このセクションには、プログラムコードのどの範囲が、.debug_info内のcompilation unit、すなわち「(C言語の).cファイル」のどれに対応するか、の「早見表」が格納されています。
なので、デバッガちゃんはこいつを読んでメモリ展開なんかしておいて、その状態でプログラムコードアドレスを与えられたら、どのソースファイルの情報を調べればいいか、がすぐに分かるのですね。
ということで、早速構造見て行きます。っていっても、こいつは簡単そーです。(原文がA4 1ページしかない。lineやframeに比べて大違い)


まずは、全体の構造

.debug_arangesセクションでは、compilation unit、つまり.cソースの単位に、以下のレコード構造を持っているみたいです。
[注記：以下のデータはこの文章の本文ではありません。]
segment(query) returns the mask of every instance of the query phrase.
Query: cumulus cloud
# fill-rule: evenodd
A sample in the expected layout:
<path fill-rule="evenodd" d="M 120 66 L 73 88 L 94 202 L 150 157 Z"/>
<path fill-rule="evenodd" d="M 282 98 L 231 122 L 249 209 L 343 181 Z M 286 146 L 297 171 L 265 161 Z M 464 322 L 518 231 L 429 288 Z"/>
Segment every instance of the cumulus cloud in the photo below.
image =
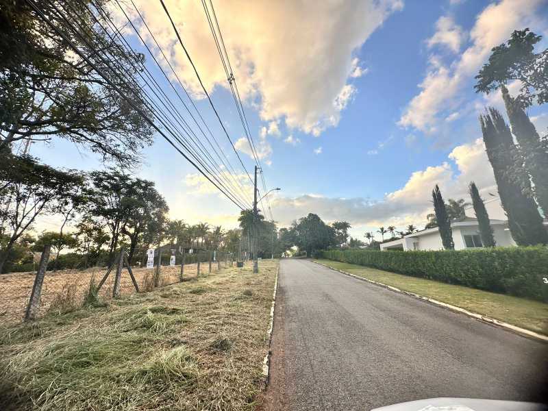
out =
<path fill-rule="evenodd" d="M 436 184 L 440 186 L 446 199 L 467 199 L 468 184 L 472 180 L 483 193 L 496 192 L 495 177 L 480 138 L 458 146 L 441 164 L 412 173 L 403 187 L 381 199 L 304 195 L 293 198 L 277 197 L 272 206 L 282 225 L 313 212 L 325 221 L 345 220 L 354 226 L 403 227 L 412 223 L 422 227 L 426 214 L 432 212 L 432 190 Z"/>
<path fill-rule="evenodd" d="M 293 137 L 292 134 L 290 134 L 287 136 L 287 138 L 284 140 L 284 142 L 291 145 L 292 146 L 296 146 L 297 144 L 301 142 L 301 140 L 299 138 L 295 138 Z"/>
<path fill-rule="evenodd" d="M 442 16 L 436 22 L 436 33 L 427 40 L 427 44 L 429 48 L 440 45 L 458 53 L 464 38 L 462 28 L 455 23 L 453 18 Z"/>
<path fill-rule="evenodd" d="M 421 92 L 410 101 L 398 124 L 426 133 L 438 131 L 440 114 L 443 119 L 457 111 L 460 102 L 456 97 L 473 79 L 493 47 L 508 40 L 516 28 L 530 27 L 538 32 L 546 29 L 546 20 L 538 15 L 543 0 L 502 0 L 484 9 L 470 32 L 470 46 L 458 58 L 445 64 L 438 57 L 431 56 L 426 77 L 419 84 Z"/>
<path fill-rule="evenodd" d="M 206 88 L 227 87 L 200 2 L 166 3 Z M 137 3 L 186 86 L 200 97 L 192 68 L 158 2 Z M 256 103 L 263 120 L 284 119 L 290 127 L 317 135 L 338 123 L 348 101 L 347 82 L 364 70 L 352 66 L 353 53 L 401 10 L 403 1 L 232 0 L 215 5 L 242 97 Z M 150 40 L 134 11 L 125 8 Z"/>

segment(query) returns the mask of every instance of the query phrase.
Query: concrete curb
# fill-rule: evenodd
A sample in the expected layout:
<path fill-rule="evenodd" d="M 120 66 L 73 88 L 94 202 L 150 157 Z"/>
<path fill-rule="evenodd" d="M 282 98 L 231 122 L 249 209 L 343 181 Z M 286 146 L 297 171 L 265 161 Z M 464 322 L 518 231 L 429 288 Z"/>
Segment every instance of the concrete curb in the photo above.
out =
<path fill-rule="evenodd" d="M 274 327 L 274 308 L 276 306 L 276 291 L 278 288 L 278 273 L 279 273 L 279 262 L 276 268 L 276 278 L 274 280 L 274 291 L 272 292 L 272 304 L 270 308 L 270 324 L 269 329 L 266 331 L 266 336 L 269 340 L 269 351 L 264 356 L 262 360 L 262 375 L 264 377 L 264 386 L 269 384 L 269 375 L 270 372 L 270 356 L 272 353 L 271 346 L 272 345 L 272 330 Z"/>
<path fill-rule="evenodd" d="M 309 260 L 312 261 L 312 260 Z M 419 294 L 415 294 L 414 292 L 410 292 L 409 291 L 405 291 L 403 290 L 400 290 L 396 287 L 393 287 L 392 286 L 388 286 L 386 284 L 384 284 L 382 283 L 379 283 L 376 281 L 373 281 L 372 279 L 369 279 L 364 277 L 360 277 L 359 275 L 356 275 L 355 274 L 351 274 L 350 273 L 347 273 L 347 271 L 343 271 L 342 270 L 338 270 L 336 269 L 334 269 L 328 266 L 327 264 L 323 264 L 321 262 L 317 262 L 316 261 L 312 261 L 315 264 L 327 267 L 334 271 L 338 271 L 342 274 L 345 274 L 345 275 L 349 275 L 349 277 L 353 277 L 357 279 L 360 281 L 364 281 L 366 282 L 371 283 L 373 284 L 376 284 L 377 286 L 380 286 L 382 287 L 384 287 L 385 288 L 388 288 L 389 290 L 392 290 L 393 291 L 395 291 L 396 292 L 400 292 L 401 294 L 406 294 L 407 295 L 410 295 L 414 298 L 418 298 L 419 299 L 427 301 L 429 303 L 432 303 L 432 304 L 436 304 L 436 306 L 439 306 L 440 307 L 443 307 L 444 308 L 447 308 L 451 310 L 451 311 L 456 311 L 457 312 L 460 312 L 461 314 L 464 314 L 464 315 L 467 315 L 469 317 L 472 317 L 477 320 L 480 320 L 480 321 L 484 321 L 485 323 L 488 323 L 489 324 L 492 324 L 493 325 L 497 325 L 498 327 L 501 327 L 504 328 L 508 331 L 511 331 L 514 333 L 519 334 L 520 335 L 532 338 L 536 338 L 537 340 L 540 340 L 544 342 L 548 342 L 548 336 L 545 336 L 544 334 L 541 334 L 534 331 L 530 331 L 529 329 L 525 329 L 525 328 L 521 328 L 521 327 L 516 327 L 516 325 L 512 325 L 512 324 L 508 324 L 508 323 L 504 323 L 503 321 L 499 321 L 499 320 L 496 320 L 495 319 L 492 319 L 491 317 L 488 317 L 481 314 L 477 314 L 477 312 L 472 312 L 471 311 L 469 311 L 468 310 L 464 310 L 464 308 L 461 308 L 460 307 L 457 307 L 456 306 L 453 306 L 451 304 L 448 304 L 447 303 L 444 303 L 443 301 L 438 301 L 433 298 L 430 298 L 429 297 L 425 297 L 423 295 L 419 295 Z"/>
<arangesヘッダ> <開始アドレス1> <長さ1> <開始アドレス2> <長さ2> 。。。(以後、開始アドレスと長さのセットが必要数分繰り返し>。。。 <アドレス 0番地> <長さ 0>

この構成が.cソース数分、繰り返しています。また、最後は0番地のアドレスと、長さ0のレコードで終ります。
それでは、以下で詳細に見て行きますかね。


arangesヘッダ

arangesヘッダは、以下の構造みたいです。

No. 項目名 サイズ 説明
1 unit_length 4byteor 12Byte
unsigned 整数
このcompilation unitのarangesレコードの長さです。
なお、このunit_lengthの長さは含みません
なお、他と同様、0xffffffffじゃなかったら、この値は4Byteで以下のNo.3も4Byte
逆に0xffffffffなら続く8Byteが長さで、No.3も8Byte
2 version 2Byte
unsigned short
.debug_arangesセクションのバージョン
これ、DWARF自体のバージョンとは違うので、注意
3 debug_info_offset 4Byte or 8Byte
unit_lengthの長さ次第でいずれか
このarangesレコードが対象とするcompilation unitの情報が書かれている、.debug_infoセクション内でのオフセット、つまりセクションの頭からの位置です。
4 address_size 1Byte
unsigned char
これは、<開始アドレス>のサイズをByte数で表現したものです。64bitなら、8ですね。
なお、セグメント方式のアドレス表現をするアーキでは、この値はセグメント内での開始アドレスまでのオフセットを表現するために必要なサイズとなります。
32bit(x86)は影響ありそうですね。(つか、Dr.deamon64はこれが面倒+もう32bitは本人使ってないんで、割り切って64bitだからとりあえず無視でOK?)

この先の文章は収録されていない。